|Matthew Henry's Concise Commentary|
57:1-6 All David's dependence is upon God. The most eminent believers need often repeat the publican's prayer, God be merciful to me a sinner. But if our souls trust in the Lord, this may assure us, in our utmost dangers, that our calamities will at length be overpast, and in the mean time, by faith and prayer, we must make him our refuge. Though God be most high, yet he condescends so low, as to take care that all things are made to work for good to his people. This is a good reason why we should pray earnestly. Look which way we will on this earth, refuge fails, no help appears; but we may look for it from heaven. If we have fled from the wrath to come, unto Jesus Christ, he that performed all things needful to purchase the salvation of his people, will do for us and in us all things needful for our enjoyment of it. It made David droop to think there should be those that bore him so much ill-will. But the mischief they designed against him, returned on themselves. And when David was in the greatest distress and disgrace, he did not pray, Lord, exalt me, but, Lord, exalt thine own name. Our best encouragement in prayer, is taken from the glory of God, and to that, more than to our own comfort, we should have regard in all our petitions for mercy.
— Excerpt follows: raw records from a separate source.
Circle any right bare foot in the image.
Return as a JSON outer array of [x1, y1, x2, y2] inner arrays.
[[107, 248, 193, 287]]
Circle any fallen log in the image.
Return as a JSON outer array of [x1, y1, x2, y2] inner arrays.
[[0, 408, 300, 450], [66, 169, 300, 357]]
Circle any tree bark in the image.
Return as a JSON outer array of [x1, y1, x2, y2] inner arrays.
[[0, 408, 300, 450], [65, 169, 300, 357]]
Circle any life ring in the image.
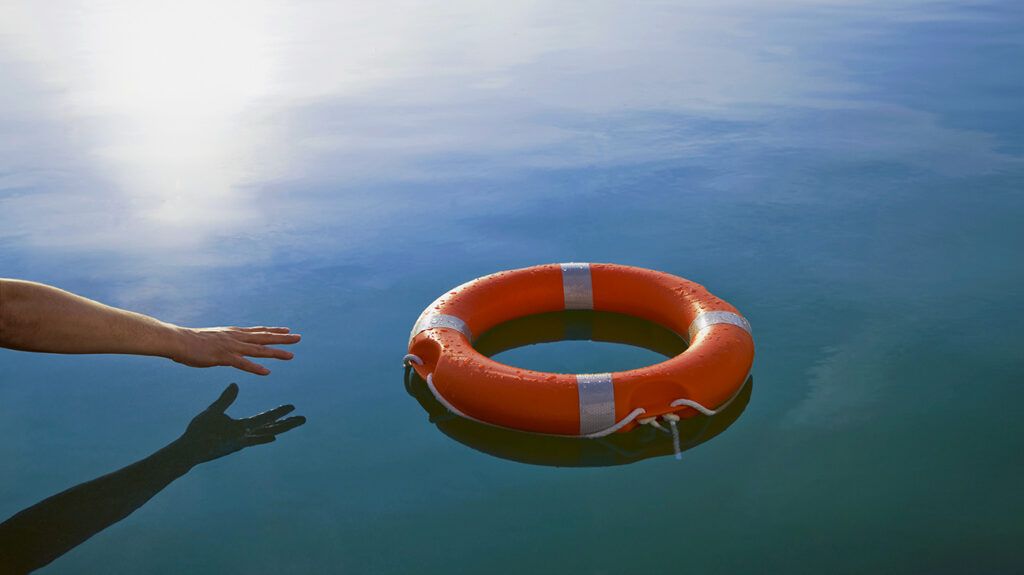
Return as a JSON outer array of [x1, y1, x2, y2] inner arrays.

Verse 5. - Be thou exalted, O God, above the heavens; or, exalt thyself, O God, above the heavens; i.e. show forth thy might in such a signal way that the heavens (i.e. the angels) may stand to gaze at it. Let thy glory be above all the earth. Let thy exaltation equally draw the attention of the whole earth.
Gill's Exposition of the Entire Bible
Be thou exalted, O God, above the heavens,.... That is, show thyself to be God, that sittest in the heavens, and art higher than they, by saving me, and disappointing mine enemies; that I, and those that are with me, may magnify the Lord and exalt his name together. The Targum is,
"be thou exalted above the angels of heaven, O God;''
let thy glory be above all the earth; that is, above all the inhabitants of the earth, as the Chaldee paraphrase: let the glory of God in my deliverance be seen by all that dwell upon the earth; for by how much the lower and more distressed his case and condition were, by so much the more would the glory of God be displayed in bringing him out of it. Nothing lies nearer the hearts of the people of God than his glory; this is more desirable than their own salvation: David breathes after the one, when he says nothing of the other, that being uppermost; though his meaning is, that the one might be brought about by the other.
Jamieson-Fausset-Brown Bible Commentary
5. This doxology illustrates his view of the connection of his deliverance with God's glory.